L'intervento del premier Mario Draghi al Forum del Mediterraneo di Firenze su crisi in Ucraina, ambiente, giovani e lavoro

newsby Emanuele De Lucia23 Febbraio 2022



Il presidente del Consiglio dei ministri, Mario Draghi, è intervenuto oggi, 23 febbraio, nella sala plenaria del convento di Santa Maria Novella in occasione del Forum del Mediterraneo di Firenze. Nel corso del suo intervento ha affrontato anche il tema della crisi fra Russia e Ucraina“In momenti di crisi dobbiamo ancor più difendere i valori in cui crediamo e che ci guidano. La convivenza, la fratellanza, la tolleranza che celebriamo in questo incontro devono realizzarsi anche oltre i confini della regione in cui viviamo – ha dichiarato -. Gli eventi in Ucraina ci portano a ribadire che le prevaricazioni e i soprusi non devono essere tollerati”.

Draghi: “I ragazzi hanno il diritto di realizzare il proprio potenziale”


Nel suo intervento il premier ha parlato anche di nuove generazioni e sbocchi occupazionali: “Quando parliamo di diritti nel Mediterraneo, dobbiamo riferirci soprattutto ai giovani.
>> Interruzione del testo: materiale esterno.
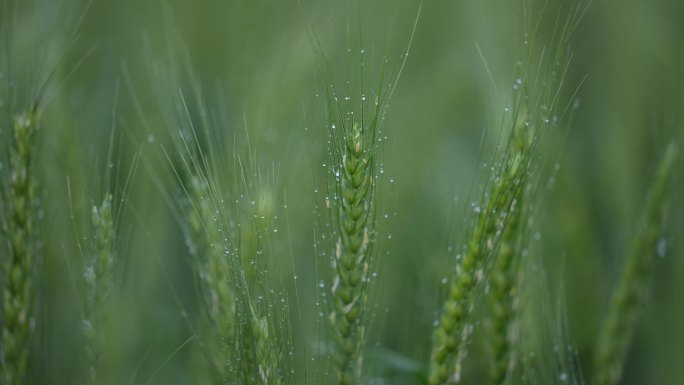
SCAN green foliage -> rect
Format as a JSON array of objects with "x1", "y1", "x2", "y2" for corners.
[
  {"x1": 0, "y1": 108, "x2": 40, "y2": 385},
  {"x1": 592, "y1": 143, "x2": 677, "y2": 385},
  {"x1": 0, "y1": 0, "x2": 684, "y2": 385}
]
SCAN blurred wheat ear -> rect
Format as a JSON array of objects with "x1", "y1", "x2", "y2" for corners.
[
  {"x1": 0, "y1": 108, "x2": 40, "y2": 385},
  {"x1": 592, "y1": 142, "x2": 677, "y2": 385},
  {"x1": 81, "y1": 194, "x2": 116, "y2": 383}
]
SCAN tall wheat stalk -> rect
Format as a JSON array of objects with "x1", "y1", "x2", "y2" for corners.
[
  {"x1": 0, "y1": 107, "x2": 40, "y2": 385},
  {"x1": 592, "y1": 142, "x2": 677, "y2": 385}
]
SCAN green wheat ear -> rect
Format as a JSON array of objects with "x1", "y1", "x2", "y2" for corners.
[
  {"x1": 330, "y1": 118, "x2": 374, "y2": 385},
  {"x1": 592, "y1": 143, "x2": 677, "y2": 385},
  {"x1": 0, "y1": 109, "x2": 40, "y2": 385},
  {"x1": 187, "y1": 175, "x2": 235, "y2": 382},
  {"x1": 428, "y1": 109, "x2": 534, "y2": 385},
  {"x1": 81, "y1": 195, "x2": 116, "y2": 383}
]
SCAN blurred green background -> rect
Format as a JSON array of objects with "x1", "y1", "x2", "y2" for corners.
[{"x1": 0, "y1": 0, "x2": 684, "y2": 384}]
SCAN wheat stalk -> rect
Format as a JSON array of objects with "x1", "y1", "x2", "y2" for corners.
[
  {"x1": 592, "y1": 143, "x2": 677, "y2": 385},
  {"x1": 330, "y1": 118, "x2": 374, "y2": 385},
  {"x1": 81, "y1": 195, "x2": 116, "y2": 383},
  {"x1": 0, "y1": 108, "x2": 40, "y2": 385}
]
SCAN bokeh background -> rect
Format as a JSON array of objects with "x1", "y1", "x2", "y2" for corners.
[{"x1": 0, "y1": 0, "x2": 684, "y2": 384}]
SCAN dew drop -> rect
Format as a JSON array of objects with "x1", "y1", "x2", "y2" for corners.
[{"x1": 656, "y1": 239, "x2": 667, "y2": 258}]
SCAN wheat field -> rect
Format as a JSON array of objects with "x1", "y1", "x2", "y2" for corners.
[{"x1": 0, "y1": 0, "x2": 684, "y2": 385}]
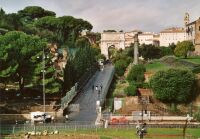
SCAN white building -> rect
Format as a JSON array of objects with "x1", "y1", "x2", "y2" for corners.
[
  {"x1": 160, "y1": 28, "x2": 186, "y2": 47},
  {"x1": 100, "y1": 30, "x2": 159, "y2": 58},
  {"x1": 138, "y1": 32, "x2": 159, "y2": 46}
]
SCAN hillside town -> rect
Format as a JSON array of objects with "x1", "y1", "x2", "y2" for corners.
[{"x1": 0, "y1": 0, "x2": 200, "y2": 139}]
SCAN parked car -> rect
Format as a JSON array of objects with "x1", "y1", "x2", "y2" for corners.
[{"x1": 31, "y1": 111, "x2": 52, "y2": 123}]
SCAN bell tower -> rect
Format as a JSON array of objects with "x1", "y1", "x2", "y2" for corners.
[{"x1": 184, "y1": 12, "x2": 190, "y2": 27}]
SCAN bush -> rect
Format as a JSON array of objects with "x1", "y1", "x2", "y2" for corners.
[
  {"x1": 115, "y1": 59, "x2": 128, "y2": 76},
  {"x1": 127, "y1": 65, "x2": 146, "y2": 82},
  {"x1": 124, "y1": 84, "x2": 137, "y2": 96},
  {"x1": 160, "y1": 46, "x2": 173, "y2": 56},
  {"x1": 192, "y1": 66, "x2": 200, "y2": 73},
  {"x1": 150, "y1": 69, "x2": 195, "y2": 103}
]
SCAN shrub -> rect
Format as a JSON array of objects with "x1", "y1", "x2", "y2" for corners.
[
  {"x1": 115, "y1": 59, "x2": 128, "y2": 76},
  {"x1": 127, "y1": 65, "x2": 146, "y2": 82},
  {"x1": 150, "y1": 69, "x2": 195, "y2": 104},
  {"x1": 124, "y1": 84, "x2": 137, "y2": 96}
]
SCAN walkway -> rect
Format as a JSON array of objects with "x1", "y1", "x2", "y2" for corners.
[{"x1": 69, "y1": 65, "x2": 114, "y2": 122}]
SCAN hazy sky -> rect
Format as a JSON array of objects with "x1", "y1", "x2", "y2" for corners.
[{"x1": 0, "y1": 0, "x2": 200, "y2": 32}]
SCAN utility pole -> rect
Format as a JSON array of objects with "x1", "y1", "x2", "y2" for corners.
[
  {"x1": 42, "y1": 48, "x2": 46, "y2": 113},
  {"x1": 134, "y1": 33, "x2": 139, "y2": 65}
]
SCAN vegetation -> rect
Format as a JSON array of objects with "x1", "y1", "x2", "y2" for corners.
[
  {"x1": 3, "y1": 128, "x2": 200, "y2": 139},
  {"x1": 127, "y1": 65, "x2": 146, "y2": 82},
  {"x1": 145, "y1": 60, "x2": 170, "y2": 72},
  {"x1": 124, "y1": 84, "x2": 137, "y2": 96},
  {"x1": 174, "y1": 41, "x2": 194, "y2": 58},
  {"x1": 0, "y1": 6, "x2": 102, "y2": 93},
  {"x1": 150, "y1": 69, "x2": 195, "y2": 109}
]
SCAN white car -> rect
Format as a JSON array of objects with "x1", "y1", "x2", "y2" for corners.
[{"x1": 31, "y1": 111, "x2": 52, "y2": 123}]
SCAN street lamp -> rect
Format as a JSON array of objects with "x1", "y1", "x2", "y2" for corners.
[
  {"x1": 37, "y1": 48, "x2": 49, "y2": 113},
  {"x1": 183, "y1": 114, "x2": 192, "y2": 139}
]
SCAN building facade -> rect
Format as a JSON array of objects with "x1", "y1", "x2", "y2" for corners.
[
  {"x1": 160, "y1": 27, "x2": 186, "y2": 47},
  {"x1": 138, "y1": 32, "x2": 159, "y2": 46},
  {"x1": 100, "y1": 30, "x2": 159, "y2": 59}
]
La proporzione di ragazzi con meno di 15 anni sul totale della popolazione in Medio Oriente e nel Nord Africa è circa il doppio di quella della media europea. Tutti i giovani hanno la legittima aspirazione di realizzare appieno il proprio potenziale, ma si scontrano con un mercato del lavoro che li lascia spesso ai margini. Il tasso di disoccupazione giovanile nella regione è il più alto al mondo”, ha aggiunto.

“La crisi climatica impone di accelerare nella transizione ecologica”


Soffermandosi sul tema dell’ambiente, Draghi ha affermato: “Sempre più spesso ci accorgiamo dei cambiamenti climatici come la siccità, l’aumento dei livelli del mare, le ondate di calore e l’inquinamento marino. L’emergenza climatica ci impone di accelerare nella transizione ecologica, in modo rapido e sostenibile per cittadini e imprese. E sarà un’opportunità grande per chi ha il coraggio di investire.

Cardinale Bassetti: “L’Ucraina rischia di diventare un campo di morte”


Prima di Draghi, in apertura dei lavori al Forum del Mediterrano è intervenuto il cardinale Gualtiero Bassetti, presidente della Cei, la Conferenza episcopale italiana. “Leggo una parte di una lettera del vescovo Kryvytskyi di Kiev, che doveva essere presente qui. Dice nel contesto attuale mentre l’intera Ucraina rischia di diventare un campo di morte, il venerabile sindaco La Pira invita tutti noi a non stancarci mai di pregare, sperare, operare per la grazia, la pace, la prosperità di tutte le nazioni”.